Re: Correct usage of dev_base_lock in 2020
From: Eric Dumazet <edumazet@google.com>
Date: 2020-11-30 20:43:56
On Mon, Nov 30, 2020 at 9:36 PM Vladimir Oltean [off-list ref] wrote:
On Mon, Nov 30, 2020 at 09:29:15PM +0100, Eric Dumazet wrote:quoted
On Mon, Nov 30, 2020 at 9:26 PM Vladimir Oltean [off-list ref] wrote:quoted
On Mon, Nov 30, 2020 at 12:21:29PM -0800, Stephen Hemminger wrote:quoted
if device is in a private list (in bond device), the way to handle this is to use dev_hold() to keep a ref count.Correct, dev_hold is a tool that can also be used. But it is a tool that does not solve the general problem - only particular ones. See the other interesting callers of dev_get_stats in parisc, appldata, net_failover. We can't ignore that RTNL is used for write-side locking forever.dev_base_lock is used to protect the list of devices (eg for /proc/net/devices), so this will need to be replaced by something. dev_hold() won't protect the 'list' from changing under us.Yes, so as I was saying.
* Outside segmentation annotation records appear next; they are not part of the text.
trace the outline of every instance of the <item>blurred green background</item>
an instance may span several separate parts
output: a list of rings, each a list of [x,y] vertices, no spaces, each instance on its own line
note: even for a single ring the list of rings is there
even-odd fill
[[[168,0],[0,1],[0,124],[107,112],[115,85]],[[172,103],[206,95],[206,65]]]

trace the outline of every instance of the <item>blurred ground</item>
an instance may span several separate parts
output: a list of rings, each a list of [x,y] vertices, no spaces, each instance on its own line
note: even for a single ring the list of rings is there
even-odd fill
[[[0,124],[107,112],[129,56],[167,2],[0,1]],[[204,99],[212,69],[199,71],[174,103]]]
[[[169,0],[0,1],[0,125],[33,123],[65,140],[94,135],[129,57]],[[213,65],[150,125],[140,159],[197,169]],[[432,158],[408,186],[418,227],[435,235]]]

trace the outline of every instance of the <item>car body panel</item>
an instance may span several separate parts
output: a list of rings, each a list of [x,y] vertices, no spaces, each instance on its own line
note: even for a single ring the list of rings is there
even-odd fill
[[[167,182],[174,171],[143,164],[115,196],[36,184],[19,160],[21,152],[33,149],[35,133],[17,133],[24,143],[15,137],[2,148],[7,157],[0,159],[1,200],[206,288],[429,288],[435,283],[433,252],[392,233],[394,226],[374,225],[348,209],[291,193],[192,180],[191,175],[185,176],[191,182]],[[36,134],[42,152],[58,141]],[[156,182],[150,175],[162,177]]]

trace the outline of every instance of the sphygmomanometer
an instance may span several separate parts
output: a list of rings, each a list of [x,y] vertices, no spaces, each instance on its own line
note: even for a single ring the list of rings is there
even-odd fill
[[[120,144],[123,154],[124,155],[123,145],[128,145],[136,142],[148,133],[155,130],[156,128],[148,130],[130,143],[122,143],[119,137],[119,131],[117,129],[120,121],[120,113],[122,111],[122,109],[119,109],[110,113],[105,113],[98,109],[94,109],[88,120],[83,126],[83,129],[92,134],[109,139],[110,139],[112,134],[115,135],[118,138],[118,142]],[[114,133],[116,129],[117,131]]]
I was thinking that I could add another locking mechanism, such as struct net::netdev_lists_mutex or something like that. A mutex does not really have a read-side and a write-side, but logically speaking, this one would. So as long as I take this mutex from all places that also take the write-side of dev_base_lock, I should get equivalent semantics on the read side as if I were to take the RTNL mutex. I don't even need to convert all instances of RTNL-holding, that could be spread out over a longer period of time. It's just that I can hold this new netdev_lists_mutex in new code that calls for_each_netdev and friends, and doesn't otherwise need the RTNL. Again, the reason why I opened this thread was that I wanted to get rid of dev_base_lock first, before I introduced the struct net::netdev_lists_mutex.
Understood, but really dev_base_lock can only be removed _after_ we convert all usages to something else (mutex based, and preferably not the global RTNL) Focusing on dev_base_lock seems a distraction really.